Improving AI models with XAI

In the past years, Deep Neural Networks (DNNs) have shown exceptional results across multiple domains, including general image classification tasks, winning Atari games or even detecting skin cancer by lesion classification. These networks are commonly trained on large datasets, such as ImageNet (millions of images of several classes) or ISIC 2019 (images of skin lesions).

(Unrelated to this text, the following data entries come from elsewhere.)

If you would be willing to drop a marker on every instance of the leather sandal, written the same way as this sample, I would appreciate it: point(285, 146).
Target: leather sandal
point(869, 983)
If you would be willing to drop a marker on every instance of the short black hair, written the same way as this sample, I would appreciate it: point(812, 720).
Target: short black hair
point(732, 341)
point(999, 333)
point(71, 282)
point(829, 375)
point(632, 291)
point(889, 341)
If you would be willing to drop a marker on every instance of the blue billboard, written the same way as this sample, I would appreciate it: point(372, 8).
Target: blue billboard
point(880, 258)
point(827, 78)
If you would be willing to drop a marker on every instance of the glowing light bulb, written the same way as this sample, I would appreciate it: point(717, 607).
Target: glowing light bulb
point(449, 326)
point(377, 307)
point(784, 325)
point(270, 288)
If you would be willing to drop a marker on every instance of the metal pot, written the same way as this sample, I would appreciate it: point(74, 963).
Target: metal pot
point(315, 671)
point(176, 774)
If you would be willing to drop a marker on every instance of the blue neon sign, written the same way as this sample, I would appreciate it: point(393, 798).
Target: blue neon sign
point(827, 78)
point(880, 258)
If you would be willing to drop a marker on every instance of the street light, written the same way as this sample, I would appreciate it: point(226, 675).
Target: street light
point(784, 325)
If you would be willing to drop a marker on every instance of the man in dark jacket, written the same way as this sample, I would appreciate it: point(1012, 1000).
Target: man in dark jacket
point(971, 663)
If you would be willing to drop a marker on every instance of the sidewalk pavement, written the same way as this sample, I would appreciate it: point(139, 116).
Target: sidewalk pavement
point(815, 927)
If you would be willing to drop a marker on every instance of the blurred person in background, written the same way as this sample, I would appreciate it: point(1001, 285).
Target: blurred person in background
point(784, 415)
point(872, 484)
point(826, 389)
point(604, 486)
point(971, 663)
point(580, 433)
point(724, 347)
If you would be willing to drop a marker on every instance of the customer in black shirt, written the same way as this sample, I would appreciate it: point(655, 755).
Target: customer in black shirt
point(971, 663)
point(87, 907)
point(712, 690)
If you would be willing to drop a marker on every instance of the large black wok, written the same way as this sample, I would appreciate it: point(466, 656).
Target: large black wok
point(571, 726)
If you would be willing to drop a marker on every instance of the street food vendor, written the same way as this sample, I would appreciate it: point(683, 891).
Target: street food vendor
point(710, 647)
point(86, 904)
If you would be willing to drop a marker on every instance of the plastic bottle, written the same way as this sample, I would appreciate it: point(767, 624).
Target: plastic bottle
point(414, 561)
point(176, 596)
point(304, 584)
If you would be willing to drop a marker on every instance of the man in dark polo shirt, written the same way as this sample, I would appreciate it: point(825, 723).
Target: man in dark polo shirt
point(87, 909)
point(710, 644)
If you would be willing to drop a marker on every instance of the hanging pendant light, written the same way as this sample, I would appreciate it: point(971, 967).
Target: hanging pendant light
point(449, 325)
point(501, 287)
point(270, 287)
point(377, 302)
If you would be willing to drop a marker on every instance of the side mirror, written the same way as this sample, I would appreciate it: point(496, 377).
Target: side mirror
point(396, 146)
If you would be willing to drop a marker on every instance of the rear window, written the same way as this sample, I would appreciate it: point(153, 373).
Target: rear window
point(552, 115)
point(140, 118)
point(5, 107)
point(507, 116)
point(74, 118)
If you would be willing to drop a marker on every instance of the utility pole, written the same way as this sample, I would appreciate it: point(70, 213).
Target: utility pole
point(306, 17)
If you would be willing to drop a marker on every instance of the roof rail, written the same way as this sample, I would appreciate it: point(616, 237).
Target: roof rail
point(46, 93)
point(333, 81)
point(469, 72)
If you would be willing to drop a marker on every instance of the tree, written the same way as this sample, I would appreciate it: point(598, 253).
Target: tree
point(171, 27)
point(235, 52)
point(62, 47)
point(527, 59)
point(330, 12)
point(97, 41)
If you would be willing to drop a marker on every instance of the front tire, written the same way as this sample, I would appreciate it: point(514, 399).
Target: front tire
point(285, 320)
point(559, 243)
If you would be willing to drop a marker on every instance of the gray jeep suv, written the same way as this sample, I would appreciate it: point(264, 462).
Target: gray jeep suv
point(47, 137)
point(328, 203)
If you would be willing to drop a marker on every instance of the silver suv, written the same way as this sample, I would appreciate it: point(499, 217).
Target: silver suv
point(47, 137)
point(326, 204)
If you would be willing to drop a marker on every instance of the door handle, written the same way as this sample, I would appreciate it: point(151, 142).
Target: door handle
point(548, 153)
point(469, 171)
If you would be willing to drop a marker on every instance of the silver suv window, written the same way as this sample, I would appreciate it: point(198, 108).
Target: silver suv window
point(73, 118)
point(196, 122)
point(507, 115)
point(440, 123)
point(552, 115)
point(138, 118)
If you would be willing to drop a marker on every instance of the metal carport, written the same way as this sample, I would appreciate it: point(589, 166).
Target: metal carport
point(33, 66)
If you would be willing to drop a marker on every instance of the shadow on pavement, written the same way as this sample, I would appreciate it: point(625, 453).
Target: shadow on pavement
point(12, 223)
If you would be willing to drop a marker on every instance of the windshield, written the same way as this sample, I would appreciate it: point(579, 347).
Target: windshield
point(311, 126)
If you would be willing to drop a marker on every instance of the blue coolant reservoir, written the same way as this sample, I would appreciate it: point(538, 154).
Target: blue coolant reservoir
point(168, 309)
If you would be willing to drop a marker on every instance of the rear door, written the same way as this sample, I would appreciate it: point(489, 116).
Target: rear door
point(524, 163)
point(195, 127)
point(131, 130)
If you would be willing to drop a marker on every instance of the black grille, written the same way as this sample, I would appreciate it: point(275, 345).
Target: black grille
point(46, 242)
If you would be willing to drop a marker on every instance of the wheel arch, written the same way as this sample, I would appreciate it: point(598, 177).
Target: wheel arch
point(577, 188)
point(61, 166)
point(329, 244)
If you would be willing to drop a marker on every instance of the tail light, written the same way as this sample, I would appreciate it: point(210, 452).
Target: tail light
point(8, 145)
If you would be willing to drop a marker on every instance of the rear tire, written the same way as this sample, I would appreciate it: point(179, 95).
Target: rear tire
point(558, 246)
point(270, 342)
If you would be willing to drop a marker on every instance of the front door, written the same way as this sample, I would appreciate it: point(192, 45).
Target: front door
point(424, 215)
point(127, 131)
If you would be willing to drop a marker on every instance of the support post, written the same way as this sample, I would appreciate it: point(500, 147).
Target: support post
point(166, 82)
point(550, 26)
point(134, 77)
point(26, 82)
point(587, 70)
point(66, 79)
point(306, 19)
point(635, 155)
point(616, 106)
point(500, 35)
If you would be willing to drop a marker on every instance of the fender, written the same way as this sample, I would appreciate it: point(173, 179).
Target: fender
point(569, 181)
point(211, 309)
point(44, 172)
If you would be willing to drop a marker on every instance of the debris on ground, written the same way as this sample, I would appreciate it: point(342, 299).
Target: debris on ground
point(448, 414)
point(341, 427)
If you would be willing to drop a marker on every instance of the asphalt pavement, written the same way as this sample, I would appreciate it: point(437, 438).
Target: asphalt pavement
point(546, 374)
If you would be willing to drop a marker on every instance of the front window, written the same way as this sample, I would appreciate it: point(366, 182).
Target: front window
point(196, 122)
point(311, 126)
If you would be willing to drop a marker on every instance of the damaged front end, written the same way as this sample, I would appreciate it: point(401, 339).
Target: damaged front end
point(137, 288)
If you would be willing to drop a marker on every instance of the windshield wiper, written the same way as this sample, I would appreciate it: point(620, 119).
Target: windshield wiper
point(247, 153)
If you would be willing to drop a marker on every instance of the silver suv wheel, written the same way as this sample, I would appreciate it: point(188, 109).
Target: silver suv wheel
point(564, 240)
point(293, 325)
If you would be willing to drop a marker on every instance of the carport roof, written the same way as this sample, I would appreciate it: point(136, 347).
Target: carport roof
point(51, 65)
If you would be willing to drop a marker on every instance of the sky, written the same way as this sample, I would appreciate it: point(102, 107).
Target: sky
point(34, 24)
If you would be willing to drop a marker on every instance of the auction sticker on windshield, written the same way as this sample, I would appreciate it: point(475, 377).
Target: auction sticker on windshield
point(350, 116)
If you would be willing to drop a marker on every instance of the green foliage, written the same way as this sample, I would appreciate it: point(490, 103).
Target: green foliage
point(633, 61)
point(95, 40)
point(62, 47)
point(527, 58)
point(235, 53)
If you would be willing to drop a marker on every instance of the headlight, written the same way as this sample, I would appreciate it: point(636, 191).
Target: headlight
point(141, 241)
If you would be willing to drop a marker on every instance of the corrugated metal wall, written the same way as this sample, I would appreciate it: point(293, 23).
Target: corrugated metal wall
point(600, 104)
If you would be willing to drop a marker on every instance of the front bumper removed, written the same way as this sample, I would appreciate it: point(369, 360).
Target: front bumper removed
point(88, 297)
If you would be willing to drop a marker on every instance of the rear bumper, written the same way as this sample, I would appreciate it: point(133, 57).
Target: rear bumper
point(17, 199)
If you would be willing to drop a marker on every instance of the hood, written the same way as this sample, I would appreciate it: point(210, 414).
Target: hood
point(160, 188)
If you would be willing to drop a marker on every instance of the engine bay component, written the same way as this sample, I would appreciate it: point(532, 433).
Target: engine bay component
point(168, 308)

Unfortunately, these datasets often contain unwanted artifacts (e.g. copyright tag) that have remained undetected during dataset creation. If a given artifact only occurs in one class, this artifact is called Clever Hans (CH) artifact and can cause the model to learn a correlation between the artifact and the class label. This leads to seemingly good model performance in the test lab, but due to right predictions for the wrong reasons . For example, about one-fifth of the images of class “horse” in the Pascal VOC 2007 image categorization dataset (Everingham et al., 2007) contain a copyright tag in the bottom of the image, because they are from the same photographer (Lapuschkin et al. 2016, Lapuschkin et al. 2019). DNNs learn a relationship between the existence of the copyright tag and the class “horse”, which, in fact, is only a CH artifact. Another example for a CH artifact was detected in the ISIC 2019 dataset: The largest class, i.e. melanocytic nevus, contains several images with colorful band-aids next to the lesion. Because this artifact — which is unrelated to the classification task — only occurs in one single class, DNNs might learn a relationship upon that spurious correlation and the artifact can be considered as CH artifact.